I’m happy to reignite these online thoughts by extending a big “thank you” to Jon Hofferman of Carissimi Publications for sending me a complimentary copy of the wonderful “Classical Composers Poster.”  I first stumbled on the website for the poster (which you can link to here) at some point last fall.  I was struck by the breadth and detail of the timeline:

“The Classical Composers Poster features over 950 composers from Hildegard von Bingen (1098-1179) to Philip Glass (1937-) and Frank Zappa (1940-1993). It shows which composers lived when, the names and dates of thousands of compositions, and key events in music history. The poster measures 40″ x 27″ and is perfect for anyone who loves – or is learning about – classical music.”

My sense was that posters of this special kind were as rare as one-line descriptors of classical music history that extend from an inspired 12th century mystic abbess to the Grand Wazoo.  Long story short: I cold-called Carissimi Publications; Jon Hofferman responded warmly, and I received the poster in three or so weeks’ time.

With a nod to Giacomo Carissimi (1604-1674), one of the lesser-known composers of the early Baroque era, Carissimi Publications’ Classical Composers Poster is a real achievement: incredibly detailed, and on high-quality art stock, the whole is sequenced chronologically and helpfully colour-coded according to the generally agreed-upon level of a composer’s significance for classical music tradition.  It’s as artful as it is useful – source of reference and labour of love alike.  It now hangs on one of my apartment walls alongside two music greats: bluesman of the Mississippi Delta, Charlie Patton, and the notorious J.S. Bach.

How best to pierce the surface of classical music?  A good many people – among them some of my greatest music-loving friends – comment on how difficult it is to get into classical music.  I have too much to say about this to get down to business here; and nothing will ever replace the experience of actually listening to music.  But the poster’s one example of a valuable point of access, a gateway to a living tradition of music that often seems to have gone underground.

It’s often difficult to approach the long history of classical music.  Some might have the sense of not knowing where to begin or of stepping into a developed story midway.  But we have certain markers that orient us: We have the setting and dawning of the centuries; and then there are signposts for the different periods (of Medieval, Renaissance, Baroque, Classical, Romantic and Twentieth Century).  And while I tend to view this framework as relatively fluid, it can be helpful.  Looking to the rich historical past sobers us up from the siren call that music is a perfect mirror of beauty, say, or the romantic notion that artistic genius is somehow independent of history.  Genius, history tells me, is a matter of influence and of education as much as it is one of creative independence and imagination.  The Classical Composers Poster reminds me of the importance of music history – of tradition and the individual talent.

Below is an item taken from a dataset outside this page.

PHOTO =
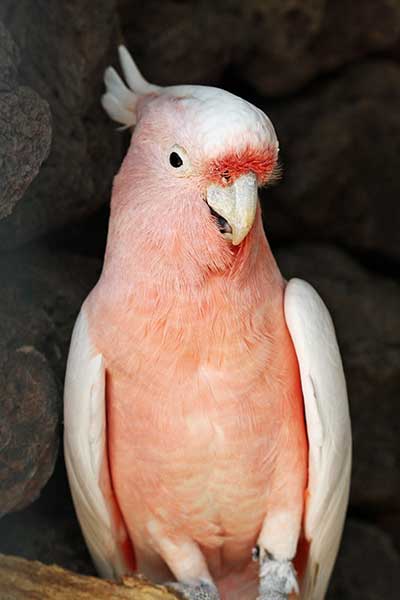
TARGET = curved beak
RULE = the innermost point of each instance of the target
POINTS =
(237, 204)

It was Hegel who first recognized the history of philosophy as a valuable philosophical pursuit in its own right.  Up to his day, philosophy students were largely trained in logic, aesthetics, metaphysics and the like – but by way of primers or textbooks (essentially, “how to” manuals) on the branch of philosophy in question; but its history was silent.  It was all rather like hearing echoes without the sound – with neither a sense of origin nor of context.

Music, too, can be approached by way of its history.  I write this as someone who’s functionally illiterate in terms of music notation; I have as little formal knowledge of counterpoint as I do of harmony.  But its history has been anything but silent to me.

Shuggie Otis - Inspiration Information (1974)

I hesitate to say that the Classical Composers Poster is a great source of information alone, if only because “information” is a term that’s bandied about quite thoughtlessly these days.  This isn’t just information: It’s memory, history and culture.  It’s what a largely forgotten 1974 R&B album by Shuggie Otis calls Inspiration Information.  (You can take in the title track from that brilliant album here.)  And like that album, the Classical Composers Poster stands as a reminder that the musical well may very well be bottomless.